Additionally, unit costs were obtained from the Law of Fees of the Generalitat Valenciana, in force at the time of analysis, as was the etanercept LSP.

Proposals for potential research lines

The total impact on the healthcare system can be calculated from this study in terms of avoided costs for all the CTs conducted in the RD-UPH La Fe. For that purpose, we would use the health authority perspective; therefore, as with the CTs performed in RA, we would include the direct healthcare resources, excluding the non-healthcare direct costs and indirect costs.

We would also assign an average per-patient value based on the data collected from other patients experiencing the same rheumatic disease. We would not consider low-level and scarcely relevant resources, as well as those common to the other options because their measurement would be time-consuming, and their contribution to the global cost is usually very small.

The economic evaluation of healthcare technologies or, particularly, pharmacoeconomics studies (mainly focused on the evaluation of medicinal products) has gained momentum over the last few years due to the need to link intervention-related benefits with the cost of such interventions. Health professionals should become involved and play a more relevant role in the priority-decision process within a context where available resources are insufficient. The aim of economic evaluations in medicine is to assist in the adoption of efficient decisions without limiting clinical freedom. Decisions related to new medicines must be based not only on efficacy, safety, and quality criteria but also on the cost component.12

In this regard, a rapidly growing interest in the economic evaluation of CTs has emerged, with the inclusion of sections devoted to the use of healthcare resources.13 A specific resource-utilization sheet for identification and quantification purposes should be included in the study case report form, and data on resource consumption should be entered in the patient’s clinical record. The informed consent should include information on the type of costs to be recorded. Adequate training on the resources to be included in the studies is essential for both investigators and coordinators.

Conclusion

Rheumatology is one of the medical specialties in which clinical research has experienced fast growth in recent years, as shown by the increasing activity in our CRU since its creation in 2011. The conduct of CTs represents a key component of scientific and therapeutic development where safety, welfare, and dignity of participating subjects are consistently preserved; the integrity, reliability, and quality of the data collected are guaranteed; and savings for our healthcare system are obtained.
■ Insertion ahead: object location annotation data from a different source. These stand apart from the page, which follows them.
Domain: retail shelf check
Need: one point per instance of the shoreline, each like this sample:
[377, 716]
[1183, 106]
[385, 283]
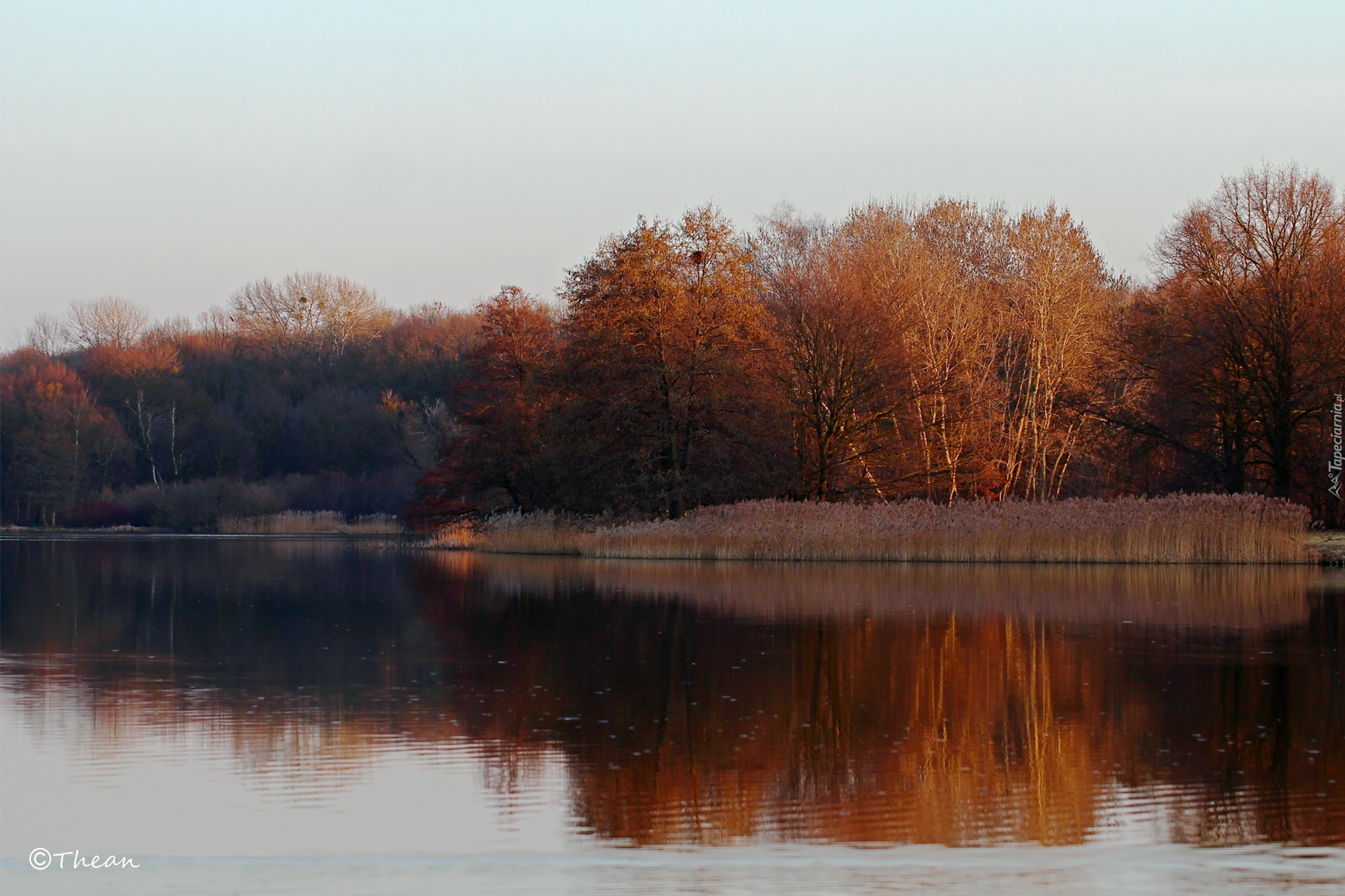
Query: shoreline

Thus, healthcare managers should consider CRUs not only as a means of strengthening the scientific fabric and the industrial development in their country but also as efficiency tools within their health system. As health professionals, we should adopt efficiency criteria for clinical decision making in a publicly funded healthcare system, to achieve the highest benefits for our entire population in a context of limited resources.

In summary, after the creation and implementation of our CRU, we managed to save a total amount of €13,935.30 per patient in CT per year. CRUs should be considered as an efficient tool for healthcare systems.